In opposing the first summary judgment motion, Plaintiffs argued in part that they should have the opportunity to depose Marc Fields, Daniel Dror and Charles Zeller, the chief executives of the three companies that Plaintiffs contend are alter egos of one another. (Dkt. No. 176 at 7-8). Although the Court noted in its Order that "Plaintiffs could have noticed the depositions contemplated in their Opposition earlier," it determined that Plaintiffs' delay in pursuing the depositions was not dispositive "given the significant amount of time remaining until the discovery cut-off, which was recently extended upon the parties' Joint Stipulation." (Dkt. No. 189 at 8).

Plaintiffs also attached as an exhibit to the Wang declaration the declaration of former counsel Drexel Bradshaw, which was originally submitted in support of the opposition to the first summary judgment motion. (See Wang Decl. Exh. V; Dkt. No. 177). Paragraphs 4-20 of Wang's declaration, which purport to authenticate attached Exhibits A-N, are verbatim copies of the same paragraphs and exhibits in Bradshaw's declaration.

NPI was a named Defendant in the original Complaint, filed on February 14, 2014, (Dkt. No. 1 ¶ 10), and the First Amended Complaint, filed on June 13, 2014. (Dkt. No. 55 ¶ 10). The Court granted Plaintiffs' request for entry of default against NPI on June 5, 2015. (Dkt. Nos. 133-134). Accordingly, Plaintiffs did not re-name NPI as a Defendant in the Second Amended Complaint, which was filed on January 22, 2016, seven and a half months after NPI's default was entered. (Dkt. No. 145).

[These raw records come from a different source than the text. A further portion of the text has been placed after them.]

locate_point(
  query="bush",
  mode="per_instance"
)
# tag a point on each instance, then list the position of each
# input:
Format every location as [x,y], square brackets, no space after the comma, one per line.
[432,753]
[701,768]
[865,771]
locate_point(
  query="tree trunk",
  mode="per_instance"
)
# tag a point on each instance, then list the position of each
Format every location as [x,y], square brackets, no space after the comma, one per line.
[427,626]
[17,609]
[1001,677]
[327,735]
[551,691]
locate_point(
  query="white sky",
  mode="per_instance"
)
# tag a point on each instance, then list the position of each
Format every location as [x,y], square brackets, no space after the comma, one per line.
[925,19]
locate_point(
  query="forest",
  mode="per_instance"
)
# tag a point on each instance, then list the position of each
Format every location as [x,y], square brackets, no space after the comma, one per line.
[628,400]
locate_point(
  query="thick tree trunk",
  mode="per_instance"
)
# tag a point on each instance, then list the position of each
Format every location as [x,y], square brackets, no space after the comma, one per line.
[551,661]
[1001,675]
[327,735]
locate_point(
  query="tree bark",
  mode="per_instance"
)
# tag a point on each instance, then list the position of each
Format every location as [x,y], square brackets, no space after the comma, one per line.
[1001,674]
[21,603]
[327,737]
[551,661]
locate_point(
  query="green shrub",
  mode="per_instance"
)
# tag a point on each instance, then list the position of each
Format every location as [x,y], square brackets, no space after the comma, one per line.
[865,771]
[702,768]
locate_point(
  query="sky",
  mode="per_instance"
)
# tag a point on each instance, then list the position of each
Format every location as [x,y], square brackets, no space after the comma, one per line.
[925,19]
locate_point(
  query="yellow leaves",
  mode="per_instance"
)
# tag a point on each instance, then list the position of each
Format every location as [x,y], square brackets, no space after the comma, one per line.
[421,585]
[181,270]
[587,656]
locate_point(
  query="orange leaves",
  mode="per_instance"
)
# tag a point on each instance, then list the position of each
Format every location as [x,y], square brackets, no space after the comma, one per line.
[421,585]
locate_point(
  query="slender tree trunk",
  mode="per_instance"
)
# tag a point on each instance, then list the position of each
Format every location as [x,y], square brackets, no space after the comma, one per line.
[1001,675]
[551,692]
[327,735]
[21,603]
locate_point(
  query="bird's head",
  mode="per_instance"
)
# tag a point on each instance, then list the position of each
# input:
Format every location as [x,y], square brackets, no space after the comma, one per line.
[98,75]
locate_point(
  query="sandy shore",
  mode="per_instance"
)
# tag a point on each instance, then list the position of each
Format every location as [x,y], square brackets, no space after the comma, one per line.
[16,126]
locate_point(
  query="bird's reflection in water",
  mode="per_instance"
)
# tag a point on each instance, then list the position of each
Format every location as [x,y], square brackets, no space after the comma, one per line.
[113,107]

Exhibit A-2 attached to Dror's declaration and Exhibit B-1 attached to Zeller's declaration are identical and consist of: the Consent to Action signed by AMIN's board of directors authorizing the sale of NPI to RealAmerica; the Stock Purchase Agreement executed by AMIN and RealAmerica in connection with that sale; a certificate of ownership showing that AMIN owned the 1,000 NPI shares it was selling to RealAmerica; and NPI's income and balance statements for December 2014. Because the pages to these exhibits are not consecutively numbered, the Court will cite to individual pages where necessary by the CM/ECF number at the top of the page on the Court's docket.

Exhibits B and H appear to be identical copies of the same webpages from AMIN's website. (Wang Decl., Exhs. B, H).

Wang's declaration affirms that the aforementioned documents are "true and correct" copies of pages from various websites identified by name, e.g., SEC, AMIN, etc. The declaration does not, however, provide the website addresses of the specific documents attached or identify who retrieved and printed the documents. See Osborn, 712 F. Supp. 2d at 1146 (declaration adequately authenticated Internet printouts where the declarant "explain[ed] that he printed the website, gave the website address, and represented that [the contents] had not been altered or changed from the form maintained at the website address").